Floralia ou château de Grand-Bigard ?

Les deux, évidemment. C’est même ce qui distingue Floralia de nombreuses autres expositions florales. On ne vient pas simplement admirer des tulipes : on les découvre dans le parc d’une véritable demeure historique, entourée de douves, dominée par un donjon médiéval et précédée d’un châtelet monumental.

Le château reste cependant une propriété privée. Pendant Floralia, c’est principalement le parc qui est accessible au public ; les appartements historiques ne font pas partie de la visite habituelle. C’est un peu frustrant lorsque l’on aperçoit les fenêtres derrière les fleurs et que l’on se demande ce qui se cache de l’autre côté.

Vue générale du château en biais.

Et il y aurait pourtant de quoi être curieux.

L’intérieur conserve notamment plusieurs salons, une chapelle ancienne, des boiseries, des cheminées et même une cuisine historique du XVIIe siècle, avec son sol carrelé, sa cheminée, sa pompe et son évier décoré de carreaux de Delft.

Une raison supplémentaire de regarder le château avec un peu plus d’attention que comme simple toile de fond pour les tulipes.

Une parenthèse printanière à quelques kilomètres de Bruxelles

Il y a quelque chose d’assez réjouissant à trouver un tel endroit si près de la capitale.

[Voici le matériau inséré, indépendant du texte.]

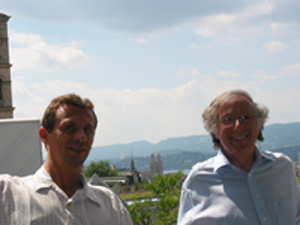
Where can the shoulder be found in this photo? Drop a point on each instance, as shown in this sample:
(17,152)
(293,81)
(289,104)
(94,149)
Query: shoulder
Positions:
(10,184)
(199,170)
(277,160)
(6,179)
(104,195)
(276,157)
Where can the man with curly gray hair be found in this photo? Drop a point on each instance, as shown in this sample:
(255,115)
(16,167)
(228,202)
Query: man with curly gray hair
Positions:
(241,184)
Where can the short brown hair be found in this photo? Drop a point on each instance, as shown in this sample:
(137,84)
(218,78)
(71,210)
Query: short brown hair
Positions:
(48,121)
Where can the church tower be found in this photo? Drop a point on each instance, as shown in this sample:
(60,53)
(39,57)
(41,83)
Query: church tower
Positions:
(6,109)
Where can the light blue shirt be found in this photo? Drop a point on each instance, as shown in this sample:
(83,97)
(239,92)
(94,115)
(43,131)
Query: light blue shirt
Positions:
(218,193)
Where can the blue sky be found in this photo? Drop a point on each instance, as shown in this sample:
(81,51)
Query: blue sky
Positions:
(152,67)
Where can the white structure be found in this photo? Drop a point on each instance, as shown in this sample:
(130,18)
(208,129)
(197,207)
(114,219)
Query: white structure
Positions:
(20,147)
(156,166)
(6,108)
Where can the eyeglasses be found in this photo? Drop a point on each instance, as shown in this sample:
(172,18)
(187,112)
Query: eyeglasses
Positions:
(243,119)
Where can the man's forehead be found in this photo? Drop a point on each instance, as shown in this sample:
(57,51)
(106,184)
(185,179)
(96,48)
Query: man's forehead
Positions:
(69,113)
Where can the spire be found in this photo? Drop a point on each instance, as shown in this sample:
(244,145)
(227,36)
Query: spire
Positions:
(6,109)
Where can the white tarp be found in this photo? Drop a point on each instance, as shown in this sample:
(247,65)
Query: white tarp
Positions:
(20,146)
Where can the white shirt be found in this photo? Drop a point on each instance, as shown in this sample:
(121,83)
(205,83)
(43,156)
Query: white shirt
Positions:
(36,199)
(218,193)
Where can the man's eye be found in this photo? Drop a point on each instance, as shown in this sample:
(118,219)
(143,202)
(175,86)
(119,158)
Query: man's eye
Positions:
(70,128)
(88,130)
(228,120)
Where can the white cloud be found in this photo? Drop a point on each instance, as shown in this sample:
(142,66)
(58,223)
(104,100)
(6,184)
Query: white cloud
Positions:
(193,72)
(275,46)
(232,23)
(142,40)
(291,70)
(30,51)
(286,29)
(228,74)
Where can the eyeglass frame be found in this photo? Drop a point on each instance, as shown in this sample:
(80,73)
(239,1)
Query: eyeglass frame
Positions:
(243,119)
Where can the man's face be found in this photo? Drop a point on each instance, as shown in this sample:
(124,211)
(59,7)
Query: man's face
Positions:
(70,141)
(238,138)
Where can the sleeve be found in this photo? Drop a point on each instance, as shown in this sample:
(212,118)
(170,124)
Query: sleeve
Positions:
(184,207)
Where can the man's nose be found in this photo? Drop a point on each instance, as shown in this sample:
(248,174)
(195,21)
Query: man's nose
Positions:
(80,135)
(237,122)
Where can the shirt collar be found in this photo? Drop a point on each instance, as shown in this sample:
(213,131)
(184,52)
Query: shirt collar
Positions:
(44,180)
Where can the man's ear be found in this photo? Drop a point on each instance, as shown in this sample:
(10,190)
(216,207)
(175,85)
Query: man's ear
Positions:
(43,135)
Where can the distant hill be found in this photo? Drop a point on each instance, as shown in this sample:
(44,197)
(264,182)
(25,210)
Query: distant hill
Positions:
(277,136)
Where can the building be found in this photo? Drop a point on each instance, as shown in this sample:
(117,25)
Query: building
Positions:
(6,108)
(156,167)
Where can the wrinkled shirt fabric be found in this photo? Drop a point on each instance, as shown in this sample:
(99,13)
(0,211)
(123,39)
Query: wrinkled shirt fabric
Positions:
(36,199)
(218,193)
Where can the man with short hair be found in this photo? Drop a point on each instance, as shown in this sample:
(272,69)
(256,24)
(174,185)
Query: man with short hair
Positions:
(58,192)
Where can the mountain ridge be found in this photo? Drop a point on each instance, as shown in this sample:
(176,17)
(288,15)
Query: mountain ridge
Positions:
(277,136)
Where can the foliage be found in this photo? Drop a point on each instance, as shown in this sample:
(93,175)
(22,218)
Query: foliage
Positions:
(101,168)
(140,211)
(166,190)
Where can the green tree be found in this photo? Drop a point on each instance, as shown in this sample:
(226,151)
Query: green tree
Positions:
(166,189)
(101,168)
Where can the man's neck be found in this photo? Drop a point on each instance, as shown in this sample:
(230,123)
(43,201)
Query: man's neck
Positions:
(68,179)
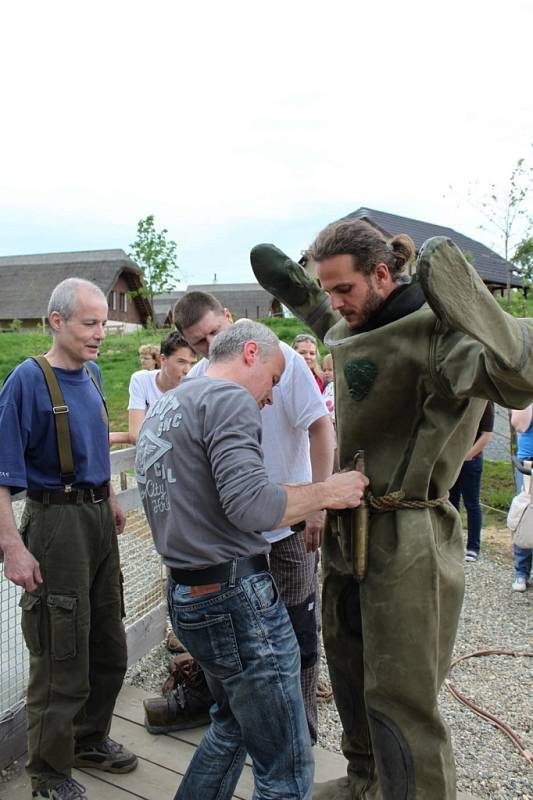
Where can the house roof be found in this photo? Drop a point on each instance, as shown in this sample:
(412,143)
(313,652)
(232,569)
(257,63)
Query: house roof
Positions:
(491,266)
(27,281)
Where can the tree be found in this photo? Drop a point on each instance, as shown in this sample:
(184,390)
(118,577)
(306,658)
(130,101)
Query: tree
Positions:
(523,260)
(508,212)
(156,257)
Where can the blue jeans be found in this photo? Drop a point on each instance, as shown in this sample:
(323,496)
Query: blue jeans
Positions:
(468,486)
(243,639)
(522,556)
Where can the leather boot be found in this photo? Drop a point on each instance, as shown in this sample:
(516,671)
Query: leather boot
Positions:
(185,703)
(293,285)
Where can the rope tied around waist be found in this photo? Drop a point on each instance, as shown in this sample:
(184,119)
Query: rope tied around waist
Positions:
(396,500)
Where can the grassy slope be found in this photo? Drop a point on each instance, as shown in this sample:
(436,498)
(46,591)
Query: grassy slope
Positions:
(119,359)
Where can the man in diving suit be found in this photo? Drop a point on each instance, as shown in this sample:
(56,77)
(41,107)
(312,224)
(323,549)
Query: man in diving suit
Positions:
(415,362)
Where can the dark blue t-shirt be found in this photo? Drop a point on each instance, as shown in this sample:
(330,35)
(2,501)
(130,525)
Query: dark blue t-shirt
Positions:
(28,444)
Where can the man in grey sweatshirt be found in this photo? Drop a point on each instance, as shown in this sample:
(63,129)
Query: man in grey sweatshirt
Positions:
(207,497)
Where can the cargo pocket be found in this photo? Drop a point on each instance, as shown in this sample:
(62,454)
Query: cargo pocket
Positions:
(62,609)
(31,622)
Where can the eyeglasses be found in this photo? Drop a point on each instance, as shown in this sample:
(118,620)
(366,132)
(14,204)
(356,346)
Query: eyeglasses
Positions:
(304,337)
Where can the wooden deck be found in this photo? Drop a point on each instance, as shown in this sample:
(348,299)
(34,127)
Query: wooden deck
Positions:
(162,761)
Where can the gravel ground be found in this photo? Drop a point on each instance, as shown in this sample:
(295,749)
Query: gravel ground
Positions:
(488,765)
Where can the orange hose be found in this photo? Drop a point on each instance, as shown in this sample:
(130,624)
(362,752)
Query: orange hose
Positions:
(481,712)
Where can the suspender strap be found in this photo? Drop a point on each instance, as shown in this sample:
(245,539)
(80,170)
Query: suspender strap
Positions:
(60,411)
(92,376)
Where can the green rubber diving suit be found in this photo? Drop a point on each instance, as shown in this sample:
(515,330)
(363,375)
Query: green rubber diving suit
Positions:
(409,391)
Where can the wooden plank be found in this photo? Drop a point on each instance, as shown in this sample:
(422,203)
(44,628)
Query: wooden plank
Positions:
(130,500)
(122,460)
(328,765)
(168,752)
(146,632)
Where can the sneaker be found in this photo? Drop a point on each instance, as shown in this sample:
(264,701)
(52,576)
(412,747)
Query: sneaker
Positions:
(107,755)
(185,706)
(67,790)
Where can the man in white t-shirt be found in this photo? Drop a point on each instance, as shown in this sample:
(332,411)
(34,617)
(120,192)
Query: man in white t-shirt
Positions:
(298,446)
(147,386)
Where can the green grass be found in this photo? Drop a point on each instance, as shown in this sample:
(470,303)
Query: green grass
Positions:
(497,491)
(118,359)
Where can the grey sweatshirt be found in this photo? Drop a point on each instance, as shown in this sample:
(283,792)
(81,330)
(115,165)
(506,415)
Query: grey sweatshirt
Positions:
(201,476)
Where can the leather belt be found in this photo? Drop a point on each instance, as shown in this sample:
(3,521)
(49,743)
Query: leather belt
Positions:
(220,573)
(74,496)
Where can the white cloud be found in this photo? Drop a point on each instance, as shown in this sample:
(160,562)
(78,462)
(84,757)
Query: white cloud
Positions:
(221,118)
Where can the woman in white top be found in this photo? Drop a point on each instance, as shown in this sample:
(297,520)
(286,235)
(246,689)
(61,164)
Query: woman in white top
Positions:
(147,386)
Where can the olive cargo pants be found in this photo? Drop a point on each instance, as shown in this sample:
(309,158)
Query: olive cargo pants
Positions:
(73,628)
(388,642)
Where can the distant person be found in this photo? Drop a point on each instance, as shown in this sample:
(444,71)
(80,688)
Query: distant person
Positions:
(147,386)
(305,344)
(329,386)
(66,557)
(522,422)
(468,484)
(149,356)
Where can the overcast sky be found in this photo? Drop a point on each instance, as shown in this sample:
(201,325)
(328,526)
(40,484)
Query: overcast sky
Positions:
(240,122)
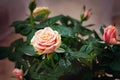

En quelques minutes, Bruxelles disparaît derrière les arbres et l’on se retrouve à marcher entre les douves d’un château, des hêtres centenaires et des milliers de fleurs.

Floralia est spectaculaire, bien sûr. Mais ce qui m’en reste surtout, ce sont les contrastes : la masse sombre du donjon derrière les couleurs éclatantes, la brique ancienne au-dessus d’une bordure de tulipes, les reflets du châtelet dans l’eau, les grandes allées très ordonnées qui finissent par se perdre sous les arbres.

Et puis il y a cette petite satisfaction très printanière de rentrer avec une carte mémoire remplie de fleurs. Enfin… lorsque les fichiers consentent à rentrer avec vous.

Où ?

Floralia Brussels se déroule dans le parc du château de Grand-Bigard, à quelques kilomètres à l’ouest du centre de Bruxelles.
Adresse : Isidoor Van Beverenstraat 5, 1702 Groot-Bijgaarden.

Quand ?

Floralia a lieu chaque année au printemps, généralement pendant environ quatre semaines en avril et début mai. Les dates varient selon les éditions : mieux vaut consulter le programme avant de prévoir votre visite.

Combien de temps prévoir ?

Comptez au minimum deux à trois heures pour profiter tranquillement du parc. Un peu plus si, comme moi, vous êtes capable de consacrer un temps parfaitement déraisonnable à une tulipe sous prétexte que la lumière sera meilleure dans cinq minutes.

Avec des enfants ?

Floralia se prête très bien à une sortie en famille et propose, à certaines dates, des animations spécialement pensées pour les plus jeunes. Maya l’Abeille et ses amis ont par exemple investi le parc ces dernières années avec mini-parades, rencontres et activités. Le programme changeant selon les éditions et les jours, pensez à le vérifier avant votre visite.

Peut-on visiter le château ?

Non. Le château de Grand-Bigard est une propriété privée : pendant Floralia, le public visite le parc et les jardins, mais pas les appartements historiques du château.

Boire et manger sur place

Une cafétéria installée dans la grande serre permet de faire une pause autour d’une boisson ou d’une petite restauration. Les pique-niques personnels ne sont en revanche pas autorisés dans le parc.